Publication Type : Conference Paper
Publisher : IEEE
Source : 2023 International Conference on Advances in Electronics, Communication, Computing and Intelligent Information Systems (ICAECIS), Bangalore, India, 2023, pp. 606-610
Url : https://ieeexplore.ieee.org/document/10170163
Campus : Chennai
School : School of Engineering
Department : Electronics and Communication
Year : 2023
Abstract : Consuming fresh fruits and vegetables is very important not just because they taste good but are also a rich source of vitamins, minerals and dietary fiber. About 20% of the fruits and vegetables that are cultivated for human needs are wasted due to spoilage. Hence, it is important for a farmer to remove the damaged ones so that the other ones do not get spoiled. Identification of fresh fruits and vegetables also helps a person in picking good ones from the shop.

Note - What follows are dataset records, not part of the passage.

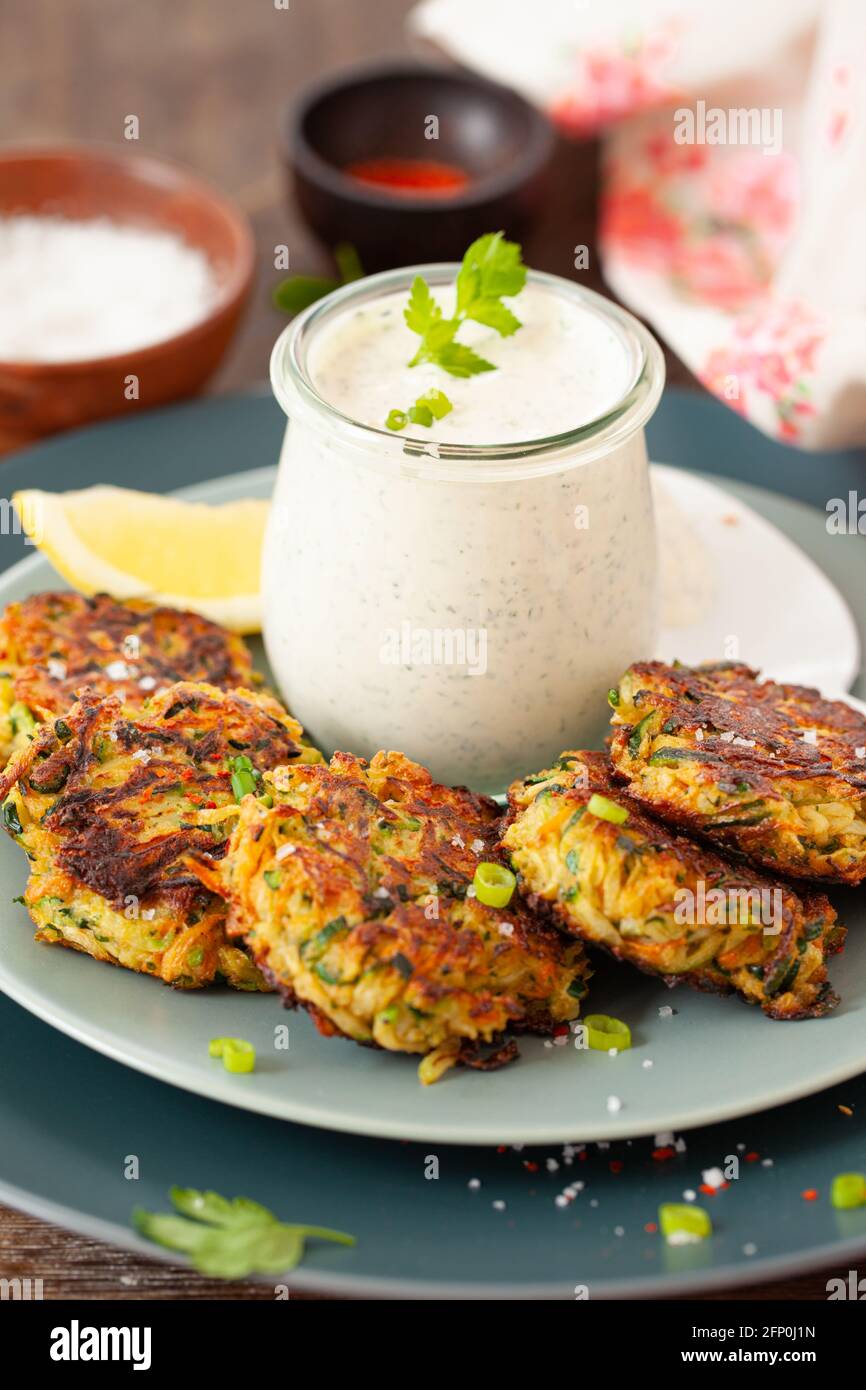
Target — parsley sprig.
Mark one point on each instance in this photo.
(230, 1239)
(491, 270)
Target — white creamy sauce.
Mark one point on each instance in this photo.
(477, 623)
(560, 370)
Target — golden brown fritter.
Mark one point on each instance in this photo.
(52, 645)
(355, 895)
(769, 772)
(612, 875)
(104, 801)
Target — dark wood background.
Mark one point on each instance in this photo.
(210, 81)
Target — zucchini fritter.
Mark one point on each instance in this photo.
(52, 645)
(104, 802)
(770, 772)
(353, 894)
(663, 904)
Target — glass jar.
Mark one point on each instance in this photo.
(466, 605)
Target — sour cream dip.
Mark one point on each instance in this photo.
(464, 594)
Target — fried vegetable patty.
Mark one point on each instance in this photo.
(104, 802)
(52, 645)
(770, 772)
(612, 875)
(355, 895)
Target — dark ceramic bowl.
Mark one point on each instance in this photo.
(489, 132)
(85, 181)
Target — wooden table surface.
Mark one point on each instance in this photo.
(209, 81)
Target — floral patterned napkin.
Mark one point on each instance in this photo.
(733, 211)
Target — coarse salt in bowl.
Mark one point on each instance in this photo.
(170, 263)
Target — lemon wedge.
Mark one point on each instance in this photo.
(138, 545)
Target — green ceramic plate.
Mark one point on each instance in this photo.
(712, 1058)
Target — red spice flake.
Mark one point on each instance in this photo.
(410, 178)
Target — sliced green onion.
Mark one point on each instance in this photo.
(606, 809)
(238, 1055)
(848, 1190)
(494, 884)
(683, 1223)
(603, 1033)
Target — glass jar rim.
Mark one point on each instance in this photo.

This project focuses on identifying if a fruit or vegetable is fresh or stale using two different versions of YOLO namely Yolov4 and Yolov5. Images of six different types of fruits and vegetables: apple, banana, orange, tomato, capsicum and bitter gourd are considered in this work. As there are 6 varieties involved, it is a multiclass classification model with 12 classes. The overall results show that the trained Neural Network achieved a classification accuracy of 95.9% for Yolov4 and 99.9% for Yolov5 on a dataset of 1200 images.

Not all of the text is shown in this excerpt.